Ventilators: “Machine[s] that provide mechanical ventilation by moving breathable air into and out of the lungs, to deliver breaths to a patient who is physically unable to breathe…” (Wikipedia) We are desperate to have enough breath-giving machines because the virulence of this virus robs patients of their breath.
 
And breath is life. In the story of the prophet Ezekiel, the dry, desiccated bones have come together, ligaments, muscles, even skin have brought the bones into recognizable bodies. Still, they lacked life. And so, the LORD brought the breath from the four winds, a sign and symbol of life – in Hebrew, ruach. Ruach is the same breath/wind that hovered over the waters in the Beginning. It is the same ruach, breath that made the first man come alive. It is the same breath that Jesus brought forth to raise Lazarus from the dead.
 
‘This breath moves through the world, raising people into new life, when all the odds are against it.” (Feasting on the Word, Year A, Lent 5, Theological Perspective) It’s the breath of hope that God gives to the exiled Jews, deported from their homeland into Babylon. It’s the breath of hope that they will be raised. That life has not ended. That despite all appearances, God’s hand and breath are at the center of death and loss and despair.
 
They cried, “Our bones are dried up, and our hope is lost; we are cut off completely.”
 
Don’t we all feel cut off completely today? Parents are cut off from work, at home trying desperately to teach their kids and balance any sense of family normalcy. Hourly wage workers are cut off from their paychecks as they are laid off because their businesses closed. Healthcare workers on the frontline of this virus tell of their being cut off from their families as they have to quarantine themselves from their own families. I received an email from a parishioner who is stranded in Portugal, a closed border, cut off from her homeland.
 
Our elders are not allowed to have visitors, and loved ones have to stand at the window outside in order to see their loved one. I am cut off from tending to dying parishioners at the bedside.
 
And we are exiled from Christ’s Sacrament. We are cut off from the very life-giving food that strengthens us and readies us as God’s people for the coming week. “My flesh is food indeed, and my blood is drink indeed, says the Lord….Those who eat my flesh and drink my blood dwell in me and I in them.” If we truly believe that, and receive weekly nourishment from the gathered community and the Sacrament of food Jesus gives us to renew us, we have reason to lament and cry out for our Lord.
 
But the people of God are never in exile for ever. We are never dried up for ever. We will never be apart from each other for ever. God is a God of restoration, renewal, repair, resurrection. God just won’t stand for breathlessness and death for ever.

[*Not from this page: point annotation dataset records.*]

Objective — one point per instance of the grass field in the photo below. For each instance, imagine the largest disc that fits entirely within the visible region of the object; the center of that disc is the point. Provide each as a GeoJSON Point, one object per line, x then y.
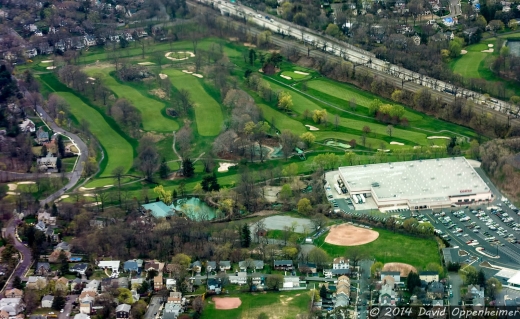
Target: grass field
{"type": "Point", "coordinates": [153, 119]}
{"type": "Point", "coordinates": [208, 114]}
{"type": "Point", "coordinates": [118, 151]}
{"type": "Point", "coordinates": [391, 247]}
{"type": "Point", "coordinates": [281, 305]}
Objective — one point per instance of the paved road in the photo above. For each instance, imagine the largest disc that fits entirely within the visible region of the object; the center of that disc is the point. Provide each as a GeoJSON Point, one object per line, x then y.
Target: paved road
{"type": "Point", "coordinates": [75, 175]}
{"type": "Point", "coordinates": [26, 260]}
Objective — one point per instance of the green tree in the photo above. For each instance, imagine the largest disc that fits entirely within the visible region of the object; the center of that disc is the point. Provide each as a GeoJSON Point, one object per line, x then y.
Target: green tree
{"type": "Point", "coordinates": [304, 206]}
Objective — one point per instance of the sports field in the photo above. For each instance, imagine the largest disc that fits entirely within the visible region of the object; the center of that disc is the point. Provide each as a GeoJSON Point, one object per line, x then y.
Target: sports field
{"type": "Point", "coordinates": [282, 305]}
{"type": "Point", "coordinates": [208, 114]}
{"type": "Point", "coordinates": [392, 247]}
{"type": "Point", "coordinates": [153, 119]}
{"type": "Point", "coordinates": [118, 151]}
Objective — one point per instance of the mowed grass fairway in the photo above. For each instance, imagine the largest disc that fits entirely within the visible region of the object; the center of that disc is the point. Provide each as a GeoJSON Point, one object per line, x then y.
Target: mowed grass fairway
{"type": "Point", "coordinates": [208, 114]}
{"type": "Point", "coordinates": [281, 305]}
{"type": "Point", "coordinates": [391, 247]}
{"type": "Point", "coordinates": [118, 151]}
{"type": "Point", "coordinates": [153, 119]}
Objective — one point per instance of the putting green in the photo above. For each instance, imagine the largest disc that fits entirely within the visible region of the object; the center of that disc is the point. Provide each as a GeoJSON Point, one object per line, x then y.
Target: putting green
{"type": "Point", "coordinates": [208, 114]}
{"type": "Point", "coordinates": [153, 119]}
{"type": "Point", "coordinates": [118, 151]}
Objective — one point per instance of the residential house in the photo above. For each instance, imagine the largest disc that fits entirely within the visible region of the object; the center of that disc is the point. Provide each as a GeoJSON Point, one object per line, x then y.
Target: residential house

In this terrible pandemic much has changed in the world permanently. But we are not alone and God is constantly revealing new life and new opportunities to us. During this time of trial, I have felt many unnecessary tasks and obsessions fall away.
 
I don’t miss them.
 
Honestly, I’m too busy adapting to new challenges every day! The irony is that, as busy and worried as I am about so much coming at me each day, God has somehow come into more clear relief to me. And I’ve become curious about what new things God’s is revealing to me.
 
We have an opportunity to make a new assessment of what God is up to in our lives. “What is God trying to reveal to us? What habits and resistant behaviors is God calling into question in our lives? What new and life-giving breath is God giving to us today?
 
In these uncomfortable and worrisome days, we don’t know how long we will be “distancing” in a kind of exile. We don’t know what the course of the disease will be in our towns. But God is alive and well, a Holy Ventilator, ready to breathe new life into us no matter the circumstances.
 
I wonder: What life-giving revelation is God setting before us?